[PATCH v2 2/3] AArch64: KGDB: Add Basic KGDB support

Mon Oct 7 05:51:42 EDT 2013

Hi Andrew,

On Fri, Oct 04, 2013 at 10:51:02PM +0100, Andrew Pinski wrote:
> On Wed, Oct 2, 2013 at 3:18 AM, Will Deacon <will.deacon at arm.com> wrote:
> > On Tue, Oct 01, 2013 at 11:53:01AM +0100, Vijay Kilari wrote:
> >> In fact, the arch_kgdb_breakpoint is called from only one place from
> >> kernel/debug/debug_core.c and there is no way for the compiler to
> >> reorder the block
> >> as it has two write barriers around it:
> >>         wmb(); /* Sync point before breakpoint */
> >>         arch_kgdb_breakpoint();
> >>         wmb(); /* Sync point after breakpoint */
> >
> > A write barrier just looks like a memory clobber to the compiler, which
> > isn't enough to stop this being reordered wrt breakpoints.
> 
> Yes this will be a full schedule barrier due to the inline-asm being a
> volatile inline-asm (implicitly because there are no outputs).  What I
> meant about the compiler could move around code only happens when you
> don't there are other implicit non schedule barrier instructions, in
> this case wmb is an volatile inline-asm which is also a scheduler
> barrier.

volatile != scheduling barrier (example below).

> > In fact, I don't
> > think is actually solvable with GCC since there is no way to emit a full
> > scheduling barrier using asm constraints (we'd need an intrinsic I think).
> >
> > You could try clobbering every register, but that's filthy, and will likely
> > cause reload to generate some dreadful spills.
> 
> Actually this is enough since both inline-asms (the one for wmb and
> arch_kgdb_breakpoint) are going to be treated as volatile by the
> compiler so it will not schedule those two inline-asm with respect of
> each other.

That's true: the asms will not be optimised away and/or moved across each
other.
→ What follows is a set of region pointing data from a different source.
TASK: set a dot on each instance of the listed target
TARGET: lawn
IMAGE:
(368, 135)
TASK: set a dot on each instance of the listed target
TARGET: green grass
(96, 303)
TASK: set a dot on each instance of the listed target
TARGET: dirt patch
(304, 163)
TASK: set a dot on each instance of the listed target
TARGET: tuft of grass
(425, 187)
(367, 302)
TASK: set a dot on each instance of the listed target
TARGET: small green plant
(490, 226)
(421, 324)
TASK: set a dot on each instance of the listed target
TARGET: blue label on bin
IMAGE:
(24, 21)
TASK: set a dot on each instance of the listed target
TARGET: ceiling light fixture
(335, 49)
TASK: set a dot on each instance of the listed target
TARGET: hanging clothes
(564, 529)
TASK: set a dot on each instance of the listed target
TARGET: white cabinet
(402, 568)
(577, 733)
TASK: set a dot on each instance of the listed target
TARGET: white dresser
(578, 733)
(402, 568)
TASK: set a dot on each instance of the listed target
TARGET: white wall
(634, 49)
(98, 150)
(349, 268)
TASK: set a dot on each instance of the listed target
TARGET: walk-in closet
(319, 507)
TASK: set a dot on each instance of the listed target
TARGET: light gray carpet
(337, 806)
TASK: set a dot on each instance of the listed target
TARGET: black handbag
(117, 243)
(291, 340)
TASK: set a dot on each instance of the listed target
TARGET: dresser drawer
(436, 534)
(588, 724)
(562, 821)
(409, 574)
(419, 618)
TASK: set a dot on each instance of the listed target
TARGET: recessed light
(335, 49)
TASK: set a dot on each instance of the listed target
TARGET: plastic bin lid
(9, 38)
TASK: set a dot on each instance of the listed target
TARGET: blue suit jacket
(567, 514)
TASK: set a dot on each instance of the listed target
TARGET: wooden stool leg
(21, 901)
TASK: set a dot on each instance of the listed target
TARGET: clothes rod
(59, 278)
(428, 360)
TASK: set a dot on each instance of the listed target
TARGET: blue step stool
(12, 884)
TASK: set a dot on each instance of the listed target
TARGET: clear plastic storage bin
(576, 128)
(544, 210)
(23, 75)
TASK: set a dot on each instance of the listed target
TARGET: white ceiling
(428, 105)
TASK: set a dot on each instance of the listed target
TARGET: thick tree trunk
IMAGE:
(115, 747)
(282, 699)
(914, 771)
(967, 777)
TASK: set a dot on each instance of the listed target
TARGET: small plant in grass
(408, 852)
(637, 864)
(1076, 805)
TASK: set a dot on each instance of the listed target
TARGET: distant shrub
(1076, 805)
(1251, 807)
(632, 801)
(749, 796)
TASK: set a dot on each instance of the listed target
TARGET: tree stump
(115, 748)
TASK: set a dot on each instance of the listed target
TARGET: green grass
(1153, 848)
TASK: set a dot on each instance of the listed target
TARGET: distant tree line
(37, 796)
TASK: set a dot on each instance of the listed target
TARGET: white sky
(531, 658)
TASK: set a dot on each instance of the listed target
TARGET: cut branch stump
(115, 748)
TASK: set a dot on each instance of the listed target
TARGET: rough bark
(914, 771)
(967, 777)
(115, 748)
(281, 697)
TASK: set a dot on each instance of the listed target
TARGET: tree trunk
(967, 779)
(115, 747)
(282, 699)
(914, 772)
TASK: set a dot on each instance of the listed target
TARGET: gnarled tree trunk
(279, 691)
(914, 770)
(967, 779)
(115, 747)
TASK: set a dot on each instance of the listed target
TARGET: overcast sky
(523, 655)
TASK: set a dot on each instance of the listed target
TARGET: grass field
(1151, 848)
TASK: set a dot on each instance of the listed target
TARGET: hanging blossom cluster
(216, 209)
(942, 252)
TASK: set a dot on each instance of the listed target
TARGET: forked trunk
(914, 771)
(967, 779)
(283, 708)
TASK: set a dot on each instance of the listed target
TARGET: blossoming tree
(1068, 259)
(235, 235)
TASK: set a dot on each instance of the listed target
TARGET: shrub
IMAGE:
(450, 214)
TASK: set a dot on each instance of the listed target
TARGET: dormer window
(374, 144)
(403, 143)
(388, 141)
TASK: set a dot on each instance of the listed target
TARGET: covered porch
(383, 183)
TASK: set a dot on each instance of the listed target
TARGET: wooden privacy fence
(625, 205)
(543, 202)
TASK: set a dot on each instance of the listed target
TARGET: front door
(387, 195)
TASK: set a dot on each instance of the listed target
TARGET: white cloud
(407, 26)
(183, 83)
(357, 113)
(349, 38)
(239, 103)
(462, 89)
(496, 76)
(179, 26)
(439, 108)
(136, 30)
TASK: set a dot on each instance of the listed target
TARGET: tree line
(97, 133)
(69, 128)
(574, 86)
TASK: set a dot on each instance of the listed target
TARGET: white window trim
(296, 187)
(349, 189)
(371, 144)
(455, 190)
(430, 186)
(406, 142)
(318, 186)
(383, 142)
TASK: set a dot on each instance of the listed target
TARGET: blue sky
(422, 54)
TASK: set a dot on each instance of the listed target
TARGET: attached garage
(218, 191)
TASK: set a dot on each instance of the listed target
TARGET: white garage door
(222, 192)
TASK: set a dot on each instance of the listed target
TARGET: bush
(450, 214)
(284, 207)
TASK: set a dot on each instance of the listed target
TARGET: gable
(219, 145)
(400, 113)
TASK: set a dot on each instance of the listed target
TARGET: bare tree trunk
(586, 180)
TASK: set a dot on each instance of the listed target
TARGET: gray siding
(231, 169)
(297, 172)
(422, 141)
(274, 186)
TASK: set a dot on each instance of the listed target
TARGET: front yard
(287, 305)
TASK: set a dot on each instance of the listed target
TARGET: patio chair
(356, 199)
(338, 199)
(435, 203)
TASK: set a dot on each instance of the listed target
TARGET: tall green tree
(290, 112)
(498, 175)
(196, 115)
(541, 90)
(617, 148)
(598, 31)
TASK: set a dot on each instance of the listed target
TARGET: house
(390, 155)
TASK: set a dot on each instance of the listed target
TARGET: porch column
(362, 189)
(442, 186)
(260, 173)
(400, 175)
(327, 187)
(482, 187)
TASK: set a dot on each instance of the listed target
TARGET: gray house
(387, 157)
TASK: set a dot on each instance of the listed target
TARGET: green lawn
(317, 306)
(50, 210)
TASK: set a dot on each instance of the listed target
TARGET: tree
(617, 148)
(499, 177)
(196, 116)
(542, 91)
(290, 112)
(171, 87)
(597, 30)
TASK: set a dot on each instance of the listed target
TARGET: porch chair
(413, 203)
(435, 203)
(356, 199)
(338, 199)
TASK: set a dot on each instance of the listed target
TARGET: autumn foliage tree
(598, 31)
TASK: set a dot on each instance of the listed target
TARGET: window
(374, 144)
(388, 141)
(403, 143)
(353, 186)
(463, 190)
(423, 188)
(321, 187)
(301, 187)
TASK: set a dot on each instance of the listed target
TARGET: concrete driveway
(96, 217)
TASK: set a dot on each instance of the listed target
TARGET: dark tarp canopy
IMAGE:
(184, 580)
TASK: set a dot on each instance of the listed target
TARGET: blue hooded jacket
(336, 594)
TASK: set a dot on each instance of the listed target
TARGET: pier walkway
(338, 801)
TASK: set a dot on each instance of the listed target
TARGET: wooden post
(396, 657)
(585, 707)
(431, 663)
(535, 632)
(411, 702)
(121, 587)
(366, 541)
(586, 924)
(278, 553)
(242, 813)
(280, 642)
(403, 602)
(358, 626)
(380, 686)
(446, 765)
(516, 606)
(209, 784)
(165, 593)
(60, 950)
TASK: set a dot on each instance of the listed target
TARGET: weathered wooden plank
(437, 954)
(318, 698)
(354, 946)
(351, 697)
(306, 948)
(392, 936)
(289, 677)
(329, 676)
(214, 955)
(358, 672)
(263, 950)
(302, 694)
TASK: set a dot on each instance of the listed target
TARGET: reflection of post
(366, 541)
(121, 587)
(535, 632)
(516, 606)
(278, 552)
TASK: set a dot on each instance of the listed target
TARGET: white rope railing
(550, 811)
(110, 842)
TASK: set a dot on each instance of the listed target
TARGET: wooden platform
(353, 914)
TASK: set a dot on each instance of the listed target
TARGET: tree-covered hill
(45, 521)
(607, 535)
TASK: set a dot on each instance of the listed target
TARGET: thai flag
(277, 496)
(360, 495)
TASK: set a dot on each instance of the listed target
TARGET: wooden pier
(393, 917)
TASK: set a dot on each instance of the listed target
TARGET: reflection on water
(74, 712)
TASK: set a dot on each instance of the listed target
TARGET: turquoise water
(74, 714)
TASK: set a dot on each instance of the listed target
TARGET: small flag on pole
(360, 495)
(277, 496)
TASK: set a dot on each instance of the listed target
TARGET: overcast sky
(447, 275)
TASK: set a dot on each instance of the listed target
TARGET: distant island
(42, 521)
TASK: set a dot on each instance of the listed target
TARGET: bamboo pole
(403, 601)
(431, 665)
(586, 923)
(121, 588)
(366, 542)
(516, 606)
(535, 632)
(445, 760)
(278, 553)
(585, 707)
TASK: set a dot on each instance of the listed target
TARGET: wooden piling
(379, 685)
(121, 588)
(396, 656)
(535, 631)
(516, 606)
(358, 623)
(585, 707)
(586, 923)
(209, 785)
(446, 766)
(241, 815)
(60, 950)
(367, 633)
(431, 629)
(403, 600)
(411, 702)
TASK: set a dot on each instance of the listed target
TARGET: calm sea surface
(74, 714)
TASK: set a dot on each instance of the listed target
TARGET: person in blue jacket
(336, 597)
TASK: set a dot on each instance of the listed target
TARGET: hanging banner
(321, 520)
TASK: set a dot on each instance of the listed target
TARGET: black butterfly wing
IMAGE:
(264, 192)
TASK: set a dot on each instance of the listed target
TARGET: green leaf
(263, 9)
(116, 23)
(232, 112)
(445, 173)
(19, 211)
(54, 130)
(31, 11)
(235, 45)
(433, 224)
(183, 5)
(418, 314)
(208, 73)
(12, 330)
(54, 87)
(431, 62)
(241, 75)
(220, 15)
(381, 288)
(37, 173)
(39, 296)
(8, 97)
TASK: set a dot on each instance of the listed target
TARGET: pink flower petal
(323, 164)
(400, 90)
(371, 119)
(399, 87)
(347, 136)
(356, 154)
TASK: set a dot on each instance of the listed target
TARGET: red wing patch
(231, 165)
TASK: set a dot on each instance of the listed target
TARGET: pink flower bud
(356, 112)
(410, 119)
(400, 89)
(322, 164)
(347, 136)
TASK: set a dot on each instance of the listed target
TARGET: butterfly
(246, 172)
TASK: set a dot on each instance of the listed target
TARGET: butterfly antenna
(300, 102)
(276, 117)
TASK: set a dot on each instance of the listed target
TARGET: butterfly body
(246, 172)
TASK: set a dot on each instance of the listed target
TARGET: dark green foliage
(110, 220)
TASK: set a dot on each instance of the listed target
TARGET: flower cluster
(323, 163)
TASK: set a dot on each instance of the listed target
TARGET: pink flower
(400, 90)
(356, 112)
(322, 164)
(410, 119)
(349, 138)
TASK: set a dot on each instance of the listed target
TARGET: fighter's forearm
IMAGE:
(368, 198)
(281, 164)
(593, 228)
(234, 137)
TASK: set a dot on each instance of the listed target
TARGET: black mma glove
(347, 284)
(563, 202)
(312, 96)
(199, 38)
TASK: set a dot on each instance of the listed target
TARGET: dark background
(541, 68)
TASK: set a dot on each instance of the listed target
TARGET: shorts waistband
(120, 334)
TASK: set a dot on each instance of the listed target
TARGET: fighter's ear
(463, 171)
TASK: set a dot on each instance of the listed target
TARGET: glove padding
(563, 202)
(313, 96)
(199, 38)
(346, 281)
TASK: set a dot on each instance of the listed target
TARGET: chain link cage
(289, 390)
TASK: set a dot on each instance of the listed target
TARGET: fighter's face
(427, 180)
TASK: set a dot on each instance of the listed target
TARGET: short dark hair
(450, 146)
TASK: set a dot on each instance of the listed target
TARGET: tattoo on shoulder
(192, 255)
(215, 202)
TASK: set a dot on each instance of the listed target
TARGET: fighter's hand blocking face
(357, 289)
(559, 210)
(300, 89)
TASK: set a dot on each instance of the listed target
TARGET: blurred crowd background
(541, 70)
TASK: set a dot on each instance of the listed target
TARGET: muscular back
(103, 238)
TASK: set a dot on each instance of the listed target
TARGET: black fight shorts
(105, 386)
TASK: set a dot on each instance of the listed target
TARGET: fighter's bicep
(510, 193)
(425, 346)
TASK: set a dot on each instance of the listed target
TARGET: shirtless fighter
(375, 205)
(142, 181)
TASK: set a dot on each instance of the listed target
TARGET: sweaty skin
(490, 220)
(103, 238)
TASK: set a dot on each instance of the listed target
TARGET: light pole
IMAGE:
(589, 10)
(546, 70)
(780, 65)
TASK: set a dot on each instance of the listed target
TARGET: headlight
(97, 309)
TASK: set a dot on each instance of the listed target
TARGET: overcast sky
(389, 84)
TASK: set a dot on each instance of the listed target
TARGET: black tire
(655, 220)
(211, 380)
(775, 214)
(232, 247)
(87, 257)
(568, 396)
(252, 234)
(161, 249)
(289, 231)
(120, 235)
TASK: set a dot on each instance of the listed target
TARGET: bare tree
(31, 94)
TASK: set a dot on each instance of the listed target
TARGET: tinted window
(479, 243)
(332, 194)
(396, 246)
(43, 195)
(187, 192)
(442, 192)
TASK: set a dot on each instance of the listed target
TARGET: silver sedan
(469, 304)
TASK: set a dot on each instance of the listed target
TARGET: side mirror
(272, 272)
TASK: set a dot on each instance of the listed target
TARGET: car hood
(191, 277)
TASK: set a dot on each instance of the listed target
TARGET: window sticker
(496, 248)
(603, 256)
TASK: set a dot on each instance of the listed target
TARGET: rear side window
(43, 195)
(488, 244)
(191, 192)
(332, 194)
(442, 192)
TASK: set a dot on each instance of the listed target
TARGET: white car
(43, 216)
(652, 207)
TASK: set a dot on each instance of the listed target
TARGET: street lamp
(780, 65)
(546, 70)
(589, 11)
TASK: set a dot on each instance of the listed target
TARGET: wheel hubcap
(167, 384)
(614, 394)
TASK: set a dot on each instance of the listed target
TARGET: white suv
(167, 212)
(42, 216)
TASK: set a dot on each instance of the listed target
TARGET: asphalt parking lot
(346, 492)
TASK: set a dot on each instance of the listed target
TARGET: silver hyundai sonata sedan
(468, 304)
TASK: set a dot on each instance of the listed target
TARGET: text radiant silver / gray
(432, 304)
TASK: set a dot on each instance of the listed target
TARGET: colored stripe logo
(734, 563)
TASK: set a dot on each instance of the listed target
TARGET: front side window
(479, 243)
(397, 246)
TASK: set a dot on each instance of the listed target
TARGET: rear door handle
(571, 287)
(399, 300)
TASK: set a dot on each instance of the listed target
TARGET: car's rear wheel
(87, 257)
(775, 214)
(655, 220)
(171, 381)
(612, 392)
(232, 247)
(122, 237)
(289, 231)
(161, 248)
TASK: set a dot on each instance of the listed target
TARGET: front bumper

However, other code *can* move across then, which strikes me as odd
when we're dealing with breakpoints.

E.g:

8<---

#define wmb()	__asm__ __volatile__ ("dsb" ::: "memory")

static inline void nop(void)
{
	asm ("nop");
}

int foo(int *bar)
{
	int baz, i;

	baz = *bar;

	for (i = 0; i < 10; ++i)
		baz++;

	wmb();
	nop();
	wmb();

	return baz;
}

--->8

Assembles to the following with GCC 4.9 for ARM:

00000000 <foo>:
   0:	e5900000 	ldr	r0, [r0]
   4:	f57ff04f 	dsb	sy
   8:	e320f000 	nop	{0}
   c:	f57ff04f 	dsb	sy
  10:	e280000a 	add	r0, r0, #10
  14:	e12fff1e 	bx	lr

So, whilst loading the parameter hazards against the memory clobber of the
wmb()s, the loop (optimised to the single add) is now at the end of the
function. If I wanted a breakpoint after that loop had finished, it's now no
longer true.

> Note all other targets (ARM, PPC, x86, tile, etc.) all use a static
> inline function which does exactly the same as what is being added
> here.

Agreed, I didn't mean to imply this was an issue with this particular patch.
I'm just curious as to why this has been deemed acceptable by other
architectures, when it doesn't look especially useful to me.

Will